O mais frustrante é perceber como Habemus Papam parece reconhecer tudo o que poderia fazer com aquela premissa, já que, vez por outra, brinca em explorar ideias como retratar os cardeais enlouquecendo na companhia uns dos outros; ao trazê-los discutindo a Fé e a Bíblia com o psiquiatra ateu; ou ao iniciar uma discussão entre este e um dos principais cardeais sobre Darwinismo e Criacionismo – mas nenhuma destes esforços segue adiante. Por outro lado, Moretti é bem-sucedido em sua tentativa de retratar aqueles homens como indivíduos dignos da posição que ostentam, surgindo até mesmo infantilizados por sua fé incondicional e por sua ingenuidade.
Neste sentido, vale dizer, é que o veterano Michel Piccoli se apresenta como o destaque indiscutível do longa: encarnando o novo Papa com um equilíbrio perfeito de insegurança, pânico, mas profunda gentileza e doçura, o ator constrói um personagem vulnerável, fragilizado, mas cujas atitudes, que poderiam ser facilmente interpretadas como covardes, refletem apenas sua preocupação incondicional com seus fiéis e com a própria Igreja.
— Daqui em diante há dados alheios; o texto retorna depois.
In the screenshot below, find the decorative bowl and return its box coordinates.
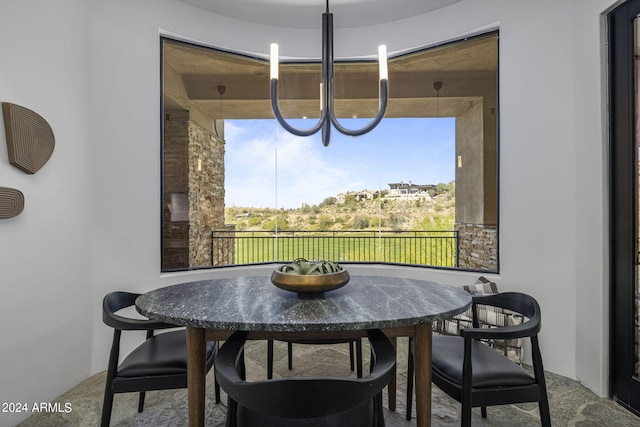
[271,269,349,293]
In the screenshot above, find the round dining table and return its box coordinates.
[136,275,471,427]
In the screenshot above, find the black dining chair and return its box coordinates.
[215,329,396,427]
[412,292,551,427]
[267,338,362,379]
[101,292,220,427]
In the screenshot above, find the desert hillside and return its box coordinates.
[225,189,455,231]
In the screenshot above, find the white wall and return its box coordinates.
[0,0,613,424]
[0,0,94,426]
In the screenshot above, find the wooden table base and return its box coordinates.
[187,322,431,427]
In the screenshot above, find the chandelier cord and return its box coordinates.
[271,0,388,147]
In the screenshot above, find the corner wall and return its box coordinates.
[0,0,95,426]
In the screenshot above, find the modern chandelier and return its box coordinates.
[270,0,389,147]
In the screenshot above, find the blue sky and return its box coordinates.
[225,118,455,209]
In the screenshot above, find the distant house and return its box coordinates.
[336,189,378,203]
[385,181,436,199]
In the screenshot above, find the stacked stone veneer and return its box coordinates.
[456,224,498,271]
[162,111,234,270]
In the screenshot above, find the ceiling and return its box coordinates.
[181,0,462,29]
[163,33,498,123]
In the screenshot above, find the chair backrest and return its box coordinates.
[214,330,395,419]
[102,291,176,331]
[472,292,542,338]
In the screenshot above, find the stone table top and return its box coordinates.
[136,275,471,332]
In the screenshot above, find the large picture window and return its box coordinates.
[162,33,499,272]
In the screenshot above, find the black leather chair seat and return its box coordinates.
[118,330,216,378]
[432,335,536,388]
[237,401,375,427]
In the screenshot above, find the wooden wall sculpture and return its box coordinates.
[2,102,55,174]
[0,187,24,219]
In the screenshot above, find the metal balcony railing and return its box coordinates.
[212,230,458,267]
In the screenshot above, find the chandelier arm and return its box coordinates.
[329,79,389,136]
[271,79,328,136]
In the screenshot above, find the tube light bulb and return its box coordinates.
[378,44,389,80]
[270,43,278,80]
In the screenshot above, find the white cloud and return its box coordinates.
[225,123,362,209]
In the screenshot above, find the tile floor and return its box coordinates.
[19,339,640,427]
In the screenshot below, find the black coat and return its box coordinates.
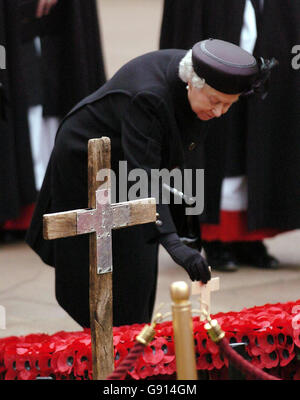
[0,0,36,225]
[27,50,209,326]
[161,0,300,230]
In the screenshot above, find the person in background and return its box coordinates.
[0,0,106,242]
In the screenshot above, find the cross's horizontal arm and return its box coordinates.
[112,198,156,229]
[43,210,83,240]
[43,198,156,240]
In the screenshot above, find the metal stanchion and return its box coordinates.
[170,282,198,380]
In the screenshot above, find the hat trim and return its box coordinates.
[200,40,256,69]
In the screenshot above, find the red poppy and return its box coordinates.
[261,350,279,368]
[51,346,75,375]
[74,344,92,377]
[257,331,277,353]
[278,349,295,367]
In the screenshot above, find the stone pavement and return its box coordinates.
[0,0,300,337]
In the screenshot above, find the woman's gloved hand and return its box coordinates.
[159,233,211,283]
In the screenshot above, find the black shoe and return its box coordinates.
[233,241,279,269]
[202,241,238,272]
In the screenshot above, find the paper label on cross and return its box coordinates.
[77,189,113,274]
[192,278,220,321]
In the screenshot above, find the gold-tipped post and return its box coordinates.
[170,282,198,380]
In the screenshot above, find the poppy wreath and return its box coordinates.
[0,300,300,380]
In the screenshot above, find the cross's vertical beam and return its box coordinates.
[88,137,114,380]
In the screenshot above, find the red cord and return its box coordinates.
[218,338,281,381]
[106,342,145,381]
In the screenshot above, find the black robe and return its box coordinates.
[160,0,300,230]
[27,50,209,326]
[0,0,36,225]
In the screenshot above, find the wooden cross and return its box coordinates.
[44,137,156,380]
[0,306,6,329]
[192,278,220,321]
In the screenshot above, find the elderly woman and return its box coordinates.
[27,39,274,326]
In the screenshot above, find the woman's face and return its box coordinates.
[188,83,240,121]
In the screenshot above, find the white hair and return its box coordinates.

Trata-se provavelmente de uma das melhores performances do ano e da própria carreira de Piccoli – e considerando a galeria de personagens memoráveis vividos pelo sujeito, isto não é pouca coisa.
Mas fazendo jus ao seu potencial cômico ou não, Habemus Papam é um filme honesto e corajoso ao seu próprio modo – algo que se comprova em seu desfecho forte, humano e que, mesmo talvez soando insatisfatório ao espectador, é perfeito do ponto de vista dramático. Com isso, mesmo lamentando o desperdício de uma boa ideia, torna-se impossível desgostar do resultado por ela originado.
Observação: esta crítica foi originalmente publicada como parte da cobertura da Mostra de São Paulo de 2011.